Global footwear, apparel, and accessories business Deckers Brands announced a 9.1 per cent Y-o-Y rise in net sales during Q2, FY26, powered by double-digit growth from its flagship brands, Hoka and Ugg. Despite the strong quarterly performance, the company's shares slipped after its full-fiscal 2026 sales forecast landed below analysts' predictions.
For the quarter ended September 30, Hoka's net sales increased by 11.1 per cent to $634.1 million, compared to $570.9 million a year prior. The net sales of Ugg's grew by 10.1 per cent to $759.6 million, compared to $689.9 million. In contrast, net sales for the company’s ‘other brands’ segment declined by 26.5 per cent to $37.2 million.
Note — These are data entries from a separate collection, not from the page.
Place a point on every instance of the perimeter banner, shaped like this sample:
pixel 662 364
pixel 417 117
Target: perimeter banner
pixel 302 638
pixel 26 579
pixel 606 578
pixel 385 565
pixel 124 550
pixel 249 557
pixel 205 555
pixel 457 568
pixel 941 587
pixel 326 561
Overall wholesale net sales of Deckers Brands expanded by 13.4 per cent during the quarter while direct-to-customer (DTC) net sales contracted by 0.8 per cent. Regionally, international net sales increased sharply by 29.3 per cent, while domestic (U.S.) net sales decreased by 1.7 per cent. The company’s financial health improved slightly, with the gross margin rising to 56.2 per cent.
The double-digit growth delivered by Hoka and Ugg in the second quarter, reflects strong performance and international momentum for these brands, says Stefano Caroti, President and CEO, Deckers Brands’ Innovative products and a ‘best-in-class operating model enablesthe company to achieve its full-year outlook, he adds.
For the full FY26, Deckers Brands expects Hoka to grow by a ‘low-teens percentage’ and Ugg to grow by a ‘low-to-mid-single-digit percentage.’ The business projects its gross margin will be approximately 56 per cent and its operating margin will be around 21.5 per cent.